Errors in micro-electro-mechanical systems inertial measurement and a review on present practices of error modelling

Abstract

Micro-electro-mechanical systems (MEMS) technology-based accelerometers and gyroscopes are small size, mass produced, low cost inertial sensors, which are now being used in aerospace, underwater vehicles, automotive, robotics, mobiles, gaming consoles, prosthetic devices and many other applications. MEMS inertial sensors are available in many grades in market and selecting the appropriate grade sensor is very important. Owing to interaction of different types of energies, different noises are generated in MEMS devices; these noises cause significant change in output and the first section of this paper illustrates that. In application, where MEMS inertial sensors are used, the accuracy, repeatability and reproducibility of inertia measurement is probed primarily by complex testing, using extensive range of physical stimuli. Noises in inertial measurement are generally dealt by designing a unit measurement model. Noises are treated as additive error in linear unit model and are modelled using various techniques so that errors can be compensated to improve the accuracy. This paper reviews the theory, framework and methodology used in the error model of a MEMS inertial sensor and stochastic modelling of measurement. Experimental results from the most commonly used Allan variance techniques are discussed. Error modelling methodology, consisting of testing and calibration methods, designing thermal model, stochastic modelling and parameter estimation techniques, is illustrated.
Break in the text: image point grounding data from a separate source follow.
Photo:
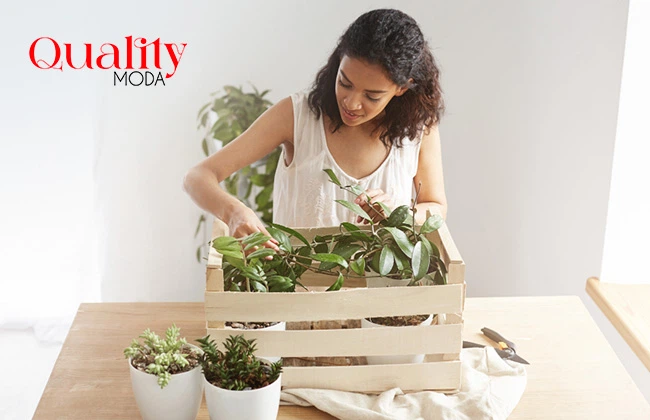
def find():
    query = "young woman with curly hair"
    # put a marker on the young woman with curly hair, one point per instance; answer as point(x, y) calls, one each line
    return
point(371, 116)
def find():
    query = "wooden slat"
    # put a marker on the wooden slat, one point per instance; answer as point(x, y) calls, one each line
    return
point(214, 280)
point(214, 258)
point(352, 342)
point(456, 274)
point(441, 376)
point(627, 306)
point(311, 279)
point(343, 304)
point(449, 245)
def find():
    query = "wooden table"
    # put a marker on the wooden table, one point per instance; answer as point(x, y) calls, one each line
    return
point(574, 373)
point(627, 306)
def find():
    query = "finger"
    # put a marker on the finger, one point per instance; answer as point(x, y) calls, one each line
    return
point(368, 194)
point(381, 198)
point(271, 243)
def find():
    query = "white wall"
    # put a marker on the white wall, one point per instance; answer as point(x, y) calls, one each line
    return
point(532, 90)
point(628, 221)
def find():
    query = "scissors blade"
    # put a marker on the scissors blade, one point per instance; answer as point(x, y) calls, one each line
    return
point(511, 356)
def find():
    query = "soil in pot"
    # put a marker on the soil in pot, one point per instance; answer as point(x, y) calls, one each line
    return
point(399, 321)
point(192, 357)
point(250, 325)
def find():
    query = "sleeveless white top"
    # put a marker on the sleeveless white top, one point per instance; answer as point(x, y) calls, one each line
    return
point(302, 193)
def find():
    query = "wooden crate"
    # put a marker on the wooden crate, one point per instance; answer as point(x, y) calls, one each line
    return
point(306, 313)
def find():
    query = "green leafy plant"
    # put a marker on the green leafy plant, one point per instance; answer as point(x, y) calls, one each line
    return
point(237, 368)
point(162, 357)
point(394, 247)
point(236, 110)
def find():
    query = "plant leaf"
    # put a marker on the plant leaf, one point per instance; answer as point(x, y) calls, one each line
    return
point(330, 258)
point(345, 250)
point(254, 239)
point(291, 232)
point(386, 260)
point(420, 261)
point(357, 190)
point(358, 266)
point(432, 224)
point(397, 217)
point(261, 253)
point(332, 176)
point(387, 211)
point(282, 238)
point(356, 209)
point(350, 227)
point(258, 286)
point(337, 284)
point(402, 240)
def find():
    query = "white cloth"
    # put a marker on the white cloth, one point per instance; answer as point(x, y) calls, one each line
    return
point(302, 194)
point(490, 390)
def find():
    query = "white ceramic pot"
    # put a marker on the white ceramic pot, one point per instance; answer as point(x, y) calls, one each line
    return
point(179, 400)
point(255, 404)
point(397, 359)
point(280, 326)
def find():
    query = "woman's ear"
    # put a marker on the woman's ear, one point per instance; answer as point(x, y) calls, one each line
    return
point(403, 89)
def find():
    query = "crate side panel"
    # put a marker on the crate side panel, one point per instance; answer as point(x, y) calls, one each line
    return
point(352, 342)
point(343, 304)
point(438, 376)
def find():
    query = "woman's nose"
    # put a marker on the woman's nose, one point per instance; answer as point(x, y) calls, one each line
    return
point(352, 102)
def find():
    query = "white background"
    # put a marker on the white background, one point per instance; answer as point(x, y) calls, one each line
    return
point(93, 207)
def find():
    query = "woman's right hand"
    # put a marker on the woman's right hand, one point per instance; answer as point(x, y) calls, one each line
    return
point(244, 221)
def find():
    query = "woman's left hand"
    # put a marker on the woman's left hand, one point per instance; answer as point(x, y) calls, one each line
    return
point(376, 212)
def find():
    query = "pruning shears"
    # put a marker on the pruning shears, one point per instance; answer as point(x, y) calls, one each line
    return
point(506, 349)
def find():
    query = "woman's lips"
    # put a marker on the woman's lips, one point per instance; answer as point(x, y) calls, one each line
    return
point(349, 115)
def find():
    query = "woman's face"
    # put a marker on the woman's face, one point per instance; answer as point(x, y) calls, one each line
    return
point(363, 90)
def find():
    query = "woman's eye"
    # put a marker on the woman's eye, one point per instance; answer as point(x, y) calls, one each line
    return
point(348, 87)
point(345, 86)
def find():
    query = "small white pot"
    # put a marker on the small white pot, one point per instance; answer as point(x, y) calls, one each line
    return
point(255, 404)
point(280, 326)
point(397, 359)
point(179, 400)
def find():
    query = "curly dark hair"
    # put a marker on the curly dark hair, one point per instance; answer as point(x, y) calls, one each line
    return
point(393, 40)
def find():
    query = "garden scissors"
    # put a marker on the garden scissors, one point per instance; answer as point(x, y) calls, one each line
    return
point(506, 348)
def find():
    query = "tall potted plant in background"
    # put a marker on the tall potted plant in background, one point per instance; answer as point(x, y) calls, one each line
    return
point(224, 118)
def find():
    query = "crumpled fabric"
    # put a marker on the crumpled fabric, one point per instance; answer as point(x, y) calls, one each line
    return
point(490, 389)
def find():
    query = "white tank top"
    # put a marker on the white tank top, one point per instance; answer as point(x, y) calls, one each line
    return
point(302, 194)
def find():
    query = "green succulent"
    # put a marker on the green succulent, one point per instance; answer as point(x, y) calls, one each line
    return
point(236, 368)
point(162, 357)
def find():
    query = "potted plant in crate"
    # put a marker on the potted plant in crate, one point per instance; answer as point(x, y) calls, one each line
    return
point(165, 375)
point(248, 269)
point(393, 252)
point(239, 385)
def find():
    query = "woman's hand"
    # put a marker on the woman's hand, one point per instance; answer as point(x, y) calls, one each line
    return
point(373, 209)
point(244, 221)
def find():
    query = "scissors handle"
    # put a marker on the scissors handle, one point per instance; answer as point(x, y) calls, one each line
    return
point(498, 338)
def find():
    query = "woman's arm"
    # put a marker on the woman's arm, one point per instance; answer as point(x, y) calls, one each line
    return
point(271, 129)
point(432, 192)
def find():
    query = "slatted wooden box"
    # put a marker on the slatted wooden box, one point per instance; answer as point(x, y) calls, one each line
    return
point(441, 342)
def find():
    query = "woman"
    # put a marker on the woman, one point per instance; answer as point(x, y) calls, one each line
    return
point(371, 116)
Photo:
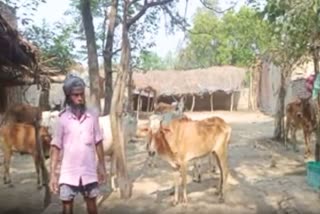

Figures and tables under each section summarize features, merits, limitation and future research scope. This paper should serve as a single reference for researchers and engineers working on application specific system design and instrumentation using MEMS inertial sensors. Conclusion from the study should help in selecting the appropriate grade of sensor as well as the best error modelling as per the trade-off existing between accuracy and development cost of error modelling.